The noisy trust fund brat beneath me (see entry entitled "I own here") who thought nothing of blaring her stereo speakers out in the courtyard at 3am on a weeknight? Sorry, not a renter.

The other trust fund babes who lived across the hall and thought it was funny to play fetch with their dog up and down the hall also at 3am on a weeknights? You guessed it, owners (well, at least their parents were owners).

The creepy older guy in my friend's luxury condo building who always reeks of alcohol and has troublingly young prostitutes coming in and out at all hours? Owner!! Bet he really cares about crime, trash and schools.

The dog owners who think nothing of letting their dogs pee in the doorway of my friend's store time and time again, despite having been asked not to? Owners, not renters!!

The person who threw a beer bottle out of his luxury loft window which landed on the head of an innocent passer-by? Owner!!

Although generally speaking, I agree with the sentiment that owners care more about their neighborhoods than do renters (take a walk around Commonwealth Ave. in Brighton/Allston sometime). However, that generalization fails to apply in the South End of recent years. Which has become, in effect, Brighton/Allston East. To put it another way, you get pretty much the same element, only in nicer cars and in nicer condos, which are paid for primarily by mommy and daddy. And in Brighton/Allston, there aren't as many heirloom tomatoes or over hyped and overpriced restaurants. Also, in Brighton/Allston, you can still buy toilet paper - the regular kind. I think you might still be able to find toilet paper in the South End, but only of the hand-woven, organic, fair-trade, hand-painted-to-match-my-guest-bathroom variety.

But getting back to the Uppity street issue, as I've stated before, I only wish that I had been given the opportunity to pick and choose my South End neighbors as the Uppity Street Ass-sociation thinks it has the right to do. If you live in a city, you do not get to choose your neighbors, especially when your neighbor had previously been a home to 60 former alcohol and substance abusers in recovery, thereby removing the surprise element from the argument (What? That charming townhouse next door with the elderly couple is being turned into a house for recovering substance abusers?!??).

I wish there had been a community meeting to discuss whether or not it was appropriate to allow my neighboring (but apparently high functioning) alcoholic, binge-drinking, late-night partying frat boys and sorority sisters and creepy old pimps to purchase their luxury condos near mine. And I wish that my building and ones like it had the availability of an on-site supervisor to help my high-income neighbors with their addiction problems. I also wish that there had been a community meeting to discuss the propriety of the disgusting and offensive anti-Pine Street Inn posters that popped up in windows all over Uppity Street this summer.

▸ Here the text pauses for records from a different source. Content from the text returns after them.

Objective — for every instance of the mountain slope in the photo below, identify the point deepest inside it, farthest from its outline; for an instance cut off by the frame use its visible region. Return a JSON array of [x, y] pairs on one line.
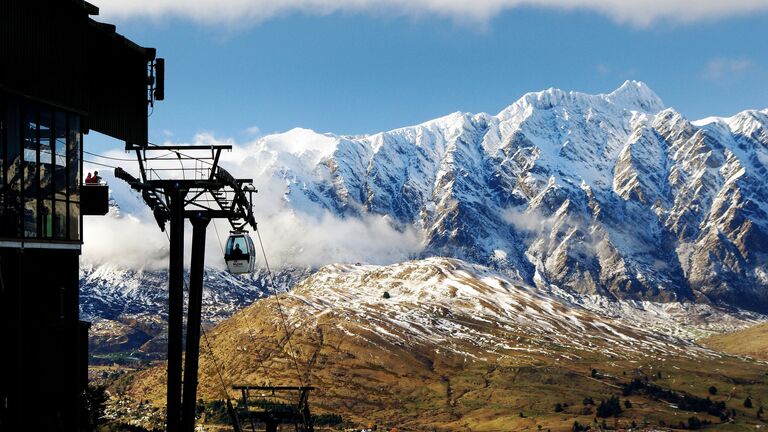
[[455, 346], [610, 194]]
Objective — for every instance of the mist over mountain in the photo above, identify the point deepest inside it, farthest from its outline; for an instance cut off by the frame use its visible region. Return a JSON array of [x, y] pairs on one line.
[[613, 195]]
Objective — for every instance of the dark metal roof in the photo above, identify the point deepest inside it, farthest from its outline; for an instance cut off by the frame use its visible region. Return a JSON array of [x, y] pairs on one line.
[[55, 53]]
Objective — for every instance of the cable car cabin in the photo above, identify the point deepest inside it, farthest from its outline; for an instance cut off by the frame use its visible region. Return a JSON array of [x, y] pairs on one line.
[[240, 253]]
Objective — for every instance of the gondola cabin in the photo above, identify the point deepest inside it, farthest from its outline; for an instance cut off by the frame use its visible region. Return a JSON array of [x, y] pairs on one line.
[[240, 254]]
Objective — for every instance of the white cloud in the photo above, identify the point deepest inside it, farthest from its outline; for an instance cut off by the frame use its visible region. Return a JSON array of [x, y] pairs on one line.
[[720, 68], [295, 232], [635, 12]]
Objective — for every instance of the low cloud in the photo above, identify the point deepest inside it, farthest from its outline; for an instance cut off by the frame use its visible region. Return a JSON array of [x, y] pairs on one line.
[[726, 68], [295, 231], [248, 12]]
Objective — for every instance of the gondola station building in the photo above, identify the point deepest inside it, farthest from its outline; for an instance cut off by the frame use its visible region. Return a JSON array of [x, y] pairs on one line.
[[62, 74]]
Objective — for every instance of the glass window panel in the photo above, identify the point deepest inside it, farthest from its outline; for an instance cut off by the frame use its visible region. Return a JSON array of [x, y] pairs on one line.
[[11, 228], [60, 220], [3, 128], [73, 157], [30, 181], [46, 218], [74, 221], [44, 127], [60, 156], [30, 218], [237, 247], [45, 165]]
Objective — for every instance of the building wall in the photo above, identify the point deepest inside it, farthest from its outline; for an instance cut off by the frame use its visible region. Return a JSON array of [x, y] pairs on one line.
[[42, 375]]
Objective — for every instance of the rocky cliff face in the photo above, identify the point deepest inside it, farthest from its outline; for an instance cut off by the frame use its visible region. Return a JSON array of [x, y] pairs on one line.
[[609, 194]]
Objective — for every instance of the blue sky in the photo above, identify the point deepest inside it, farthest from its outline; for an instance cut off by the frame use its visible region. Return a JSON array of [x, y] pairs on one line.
[[355, 72]]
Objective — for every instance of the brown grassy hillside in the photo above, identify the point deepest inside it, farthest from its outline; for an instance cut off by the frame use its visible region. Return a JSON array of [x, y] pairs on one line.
[[455, 347]]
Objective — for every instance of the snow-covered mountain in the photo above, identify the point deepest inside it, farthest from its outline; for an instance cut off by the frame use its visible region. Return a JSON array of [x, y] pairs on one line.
[[439, 344], [604, 196], [609, 194]]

Those options are not available, however, in a city. I think that the Uppity Street folk so up in arms about the prospect of, well let's just say it, poor people moving in next door belong in a suburban gated community. Their suburban mentality, whereby they believe in a homogeneous, white-washed and polar-fleeced neighborhood population, does nothing to add value to the South End. In my opinion, it has made the "neighborhood deteriorate fairly quickly," to put it into their own words. Apparently, if you have no maple and granite counter tops (the mark of the nouveau South Ender), cannot drop $100 on two pieces of sushi or a meal involving pan-seared pea shoots, heirloom tomatoes and whatever else was trendy in most other cities about 5 years ago, and can't bring South End real estate prices into every conversation, then you are not welcome here.

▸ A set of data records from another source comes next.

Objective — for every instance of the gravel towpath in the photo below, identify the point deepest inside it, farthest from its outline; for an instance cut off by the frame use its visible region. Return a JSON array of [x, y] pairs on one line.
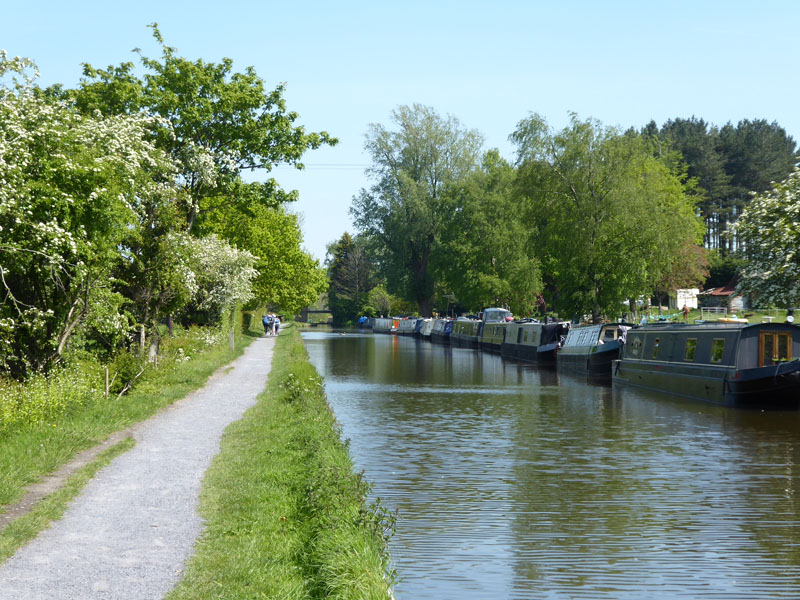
[[130, 532]]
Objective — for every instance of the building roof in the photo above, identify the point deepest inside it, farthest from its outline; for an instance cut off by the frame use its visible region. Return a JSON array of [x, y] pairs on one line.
[[727, 290]]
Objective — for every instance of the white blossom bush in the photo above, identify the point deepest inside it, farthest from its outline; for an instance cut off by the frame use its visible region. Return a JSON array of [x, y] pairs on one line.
[[770, 228], [72, 190], [214, 274]]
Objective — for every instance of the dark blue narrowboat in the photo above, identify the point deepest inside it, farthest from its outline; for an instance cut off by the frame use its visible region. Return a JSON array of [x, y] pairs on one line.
[[531, 341], [440, 334], [725, 363], [590, 349]]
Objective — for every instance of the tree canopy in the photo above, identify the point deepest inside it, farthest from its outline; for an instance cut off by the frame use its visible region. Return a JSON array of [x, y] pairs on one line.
[[213, 122], [770, 230], [609, 218], [403, 211], [486, 257]]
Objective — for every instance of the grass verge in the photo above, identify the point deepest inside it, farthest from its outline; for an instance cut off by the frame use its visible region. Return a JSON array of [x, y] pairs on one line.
[[29, 452], [286, 516], [53, 506]]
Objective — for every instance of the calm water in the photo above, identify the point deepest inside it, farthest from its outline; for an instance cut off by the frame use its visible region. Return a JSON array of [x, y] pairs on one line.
[[514, 482]]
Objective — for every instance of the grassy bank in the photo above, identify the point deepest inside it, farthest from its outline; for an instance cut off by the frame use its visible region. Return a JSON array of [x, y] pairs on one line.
[[28, 526], [68, 412], [286, 515]]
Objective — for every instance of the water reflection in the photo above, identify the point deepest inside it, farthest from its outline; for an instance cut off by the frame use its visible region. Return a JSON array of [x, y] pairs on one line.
[[514, 482]]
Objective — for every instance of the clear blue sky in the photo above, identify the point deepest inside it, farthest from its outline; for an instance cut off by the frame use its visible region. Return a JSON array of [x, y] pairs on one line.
[[348, 64]]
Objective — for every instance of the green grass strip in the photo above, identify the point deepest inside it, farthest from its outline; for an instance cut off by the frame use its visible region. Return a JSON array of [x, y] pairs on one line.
[[286, 516], [28, 453], [51, 508]]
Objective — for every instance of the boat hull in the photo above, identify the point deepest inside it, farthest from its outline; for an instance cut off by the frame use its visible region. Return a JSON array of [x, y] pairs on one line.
[[593, 362], [774, 387]]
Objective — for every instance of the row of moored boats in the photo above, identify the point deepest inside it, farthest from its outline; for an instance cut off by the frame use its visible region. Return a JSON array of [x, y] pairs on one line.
[[732, 363]]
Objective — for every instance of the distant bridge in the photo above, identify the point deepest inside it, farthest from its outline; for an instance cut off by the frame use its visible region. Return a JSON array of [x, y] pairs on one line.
[[303, 317]]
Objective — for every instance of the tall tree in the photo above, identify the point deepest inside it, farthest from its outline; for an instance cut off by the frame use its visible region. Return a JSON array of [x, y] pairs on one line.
[[214, 122], [770, 229], [757, 153], [698, 143], [402, 212], [288, 278], [350, 278], [72, 197], [486, 256], [609, 217]]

I've always been somewhat fascinated by the oval garden in the middle of Union Park and how the residents of that street have taken such pride in maintaining such a beautiful, yet exclusive (to them) public urban space. Perhaps the Upton Street residents could make an appeal to move the iron fence over one block so that they could gate themselves in, far from the poor people and minorities who are so different from themselves.